Probably both work with geography. Thermal venting to the cold surface also repopulates the ice up there.

Bump. Maybe we can get a thread on other unusual planetary geographies that are still possible?

Of course, there's terminator worlds, where you live on the twilight line in a tidally-locked planet. Supposedly desert worlds may be more livable than we once thought, albeit mostly at the poles.

...

You will be best served with a planet smaller than Earth, as well. Think a larger analogue to Mercury, but further away from the parent star and with more water, of course.

A thinner crust around a larger iron core may result in crustal fracturing as the planet cools and shrinks slightly. That will be one possible source of canyons. That said, a planet with a functioning plate tectonic system may not respond in the same way, I'm not totally sure if anyone's done research into how those two factors interact.

Also, it will be to your advantage to have as low gravity as possible while still supporting your chosen variety of life, because the lower the gravity the deeper and more sharply sloped a canyon can be and still remain stable. The African Rift Valley is a pretty damn huge canyon, and quite deep, but the walls generally have a shallow slope from landslides and what not. It will also make it more plausible that the atmosphere is thin higher up, and only viable in the canyons, since a smaller planet has a harder time holding onto volatile gases.

Jinx is sort of what you are describing. Although I think its habitable bands have something to do with weird gravity due to its shape.

What about a planet like Zendikar where mountains just kinda float and move arbitrarily?

Is there even a vague guess as to what the minimum safe gravity for the human body is?

Mars' gravity is probably too low, long-term. But that's long-term as in, permanent colonization from beings not evolved to those standards.

80% of Earth's gravity? You're probably ok, even with human immigrants. Maybe even slightly better than ok, depending on which winds up being better for overall health, lower cardiovascular stress versus heavy gravity properly weighing down on bones.

There was another comic called Sheva's War that had a similar planet.

Basically, the planet's atmosphere was too thin to breathe except in the deep canyons that wound about the planet.

Seems logical enough, but from a geological standpoint one wonders how a planet evolves in such a way.

Well you'd definitely have the basis for creating some interesting stories, like pic related.
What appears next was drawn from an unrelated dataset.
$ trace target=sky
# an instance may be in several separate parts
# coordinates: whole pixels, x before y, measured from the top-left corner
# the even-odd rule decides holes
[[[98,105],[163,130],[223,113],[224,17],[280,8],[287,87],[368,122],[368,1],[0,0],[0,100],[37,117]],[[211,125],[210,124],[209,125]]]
This was a setting map made by a Euro user on Cartographer's guild, with the main idea being a sort of River Nile scenario but with the endless snow surrounding this valley; in the past three sorceror-kings came to power, divided the valley into three parts, and warred with one another until the citizenry rose up in revolt, and their armies turned on them. Now, after a long time of peace the overcrowding of the cities and the demand for wood and metals have combined to start people esploring outside of the valley, something that was near impossible before the advancements of the modern day when it came to equipment and sleds and other tech.

I could imagine your world being sometthing similar, but with different climates in each valley perhaps?

One idea I had was that if some canyons still experienced strong volcanism, than somewhat-higher altitudes might be permanently shrouded in hot, dense fog as water running downhill evaporated before reaching the inhospitable deepest regions.